Marschbefehl erteilt

AUS BERLIN JENS KÖNIG

Am Ende, als alle Argumente ausgetauscht waren, verlief die historische Mission ganz unspektakulär. Zum ersten Mal in seiner Geschichte gab der Bundestag den Marschbefehl für deutsche Soldaten in den Nahen Osten – mit klarer Mehrheit. 442 Parlamentarier stimmten für den Einsatz der deutschen Marine im Libanon, 152 dagegen, 5 enthielten sich. Aus den Regierungsfraktionen kamen 44 Neinstimmen; 32 aus der SPD, 12 aus der Union. In der FDP-Fraktion folgten nicht alle dem strikten Antikurs ihres Vorsitzenden Guido Westerwelle; 8 Abgeordnete stimmten mit Ja. Die Linksfraktion lehnte den Einsatz geschlossen ab. Bei den Grünen gab es 6 Neinstimmen, darunter die von Christian Ströbele und Winfried Hermann.

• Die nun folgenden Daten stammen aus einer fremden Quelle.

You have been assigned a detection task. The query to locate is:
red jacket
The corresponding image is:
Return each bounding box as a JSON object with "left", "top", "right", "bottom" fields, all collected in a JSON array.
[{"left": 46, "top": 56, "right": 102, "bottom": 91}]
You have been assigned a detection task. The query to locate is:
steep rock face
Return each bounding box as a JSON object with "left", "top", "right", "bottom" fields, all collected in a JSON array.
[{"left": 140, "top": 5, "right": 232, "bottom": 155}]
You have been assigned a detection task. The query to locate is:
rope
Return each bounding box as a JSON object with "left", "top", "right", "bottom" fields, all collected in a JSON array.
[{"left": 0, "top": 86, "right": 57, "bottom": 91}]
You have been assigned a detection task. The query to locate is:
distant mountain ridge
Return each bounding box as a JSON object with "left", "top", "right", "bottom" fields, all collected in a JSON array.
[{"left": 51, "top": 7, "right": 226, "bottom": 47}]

Im zweiten Teil der Debatte – die erste Lesung des entsprechenden Beschlusses hatte am Dienstag stattgefunden – waren noch einmal die bekannten Argumente zu hören. Dennoch gab es an diesem Mittwoch drei Auffälligkeiten: Befürworter wie Gegner des Einsatzes bekundeten häufig ihren Respekt, den sie vor der Haltung des jeweils anderen hätten. Der Vorwurf insbesondere der Regierung, die FDP würde ihre große außenpolitische Tradition verraten, zeigte bei einigen Liberalen Wirkung. Und die Grünen, die lange ihr Jein vor sich hergetragen hatten, waren am Ende die lautesten Befürworter.

Zur Begründung des Regierungsantrages hatte die Kanzlerin höchstselbst in die Debatte im Plenum eingegriffen – alles andere als eine parlamentarische Selbstverständlichkeit. Angela Merkel bemühte noch einmal den Begriff von der „historischen Dimension“ der Entscheidung. Als wichtigste Voraussetzung für den Einsatz der Bundeswehr nannte sie die Zustimmung sowohl der israelischen als auch der libanesischen Regierung. Insbesondere die Bitte des israelischen Premiers Ehud Olmert an die Deutschen wertete Merkel als „ein Zeichen des Vertrauens“.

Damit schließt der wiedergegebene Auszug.